Experts say it is too soon to know whether the food regulations are making a dent in Chile’s obesity rates. But the early results could embolden policymakers in Chile. Barry M. Popkin, a University of North Carolina nutritionist who is advising the government, said legislators there are considering what he called a “mega tax” on processed foods — the frozen pizza, instant noodles and fast-food meals that are responsible for two-thirds of all calories consumed by children.
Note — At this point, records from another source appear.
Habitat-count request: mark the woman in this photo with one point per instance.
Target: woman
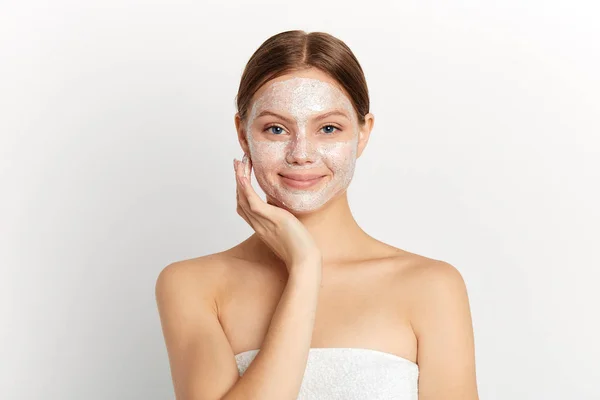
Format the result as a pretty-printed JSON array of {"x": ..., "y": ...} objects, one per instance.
[{"x": 310, "y": 306}]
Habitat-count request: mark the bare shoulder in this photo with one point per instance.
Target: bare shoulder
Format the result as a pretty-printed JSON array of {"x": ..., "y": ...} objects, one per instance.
[
  {"x": 196, "y": 278},
  {"x": 440, "y": 316}
]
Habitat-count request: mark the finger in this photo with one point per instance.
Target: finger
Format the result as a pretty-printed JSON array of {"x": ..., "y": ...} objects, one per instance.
[
  {"x": 256, "y": 204},
  {"x": 243, "y": 204}
]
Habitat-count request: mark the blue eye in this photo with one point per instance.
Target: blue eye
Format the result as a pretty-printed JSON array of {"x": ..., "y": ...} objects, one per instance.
[
  {"x": 277, "y": 127},
  {"x": 330, "y": 126}
]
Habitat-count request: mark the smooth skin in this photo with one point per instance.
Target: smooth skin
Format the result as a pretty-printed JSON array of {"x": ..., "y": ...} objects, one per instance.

“Right now people are just focused on sugary beverages, which is a tiny part of the problem,” he said. “This is just the beginning of a fairly profound change to encourage healthy eating.”
Sara Bleich, a professor of public health policy at Harvard University who was not involved in the study, said the early results suggested that a raft of food policies, not just stand-alone measures like soda taxes, were needed to address a growing obesity crisis that is affecting nations rich and poor. “For countries hoping to move the needle on obesity, all eyes are on Chile,” she said, noting that half of American adults could be obese by 2030. “We need policies like these that are going to make a meaningful difference. And we need them now, not in five or ten years.”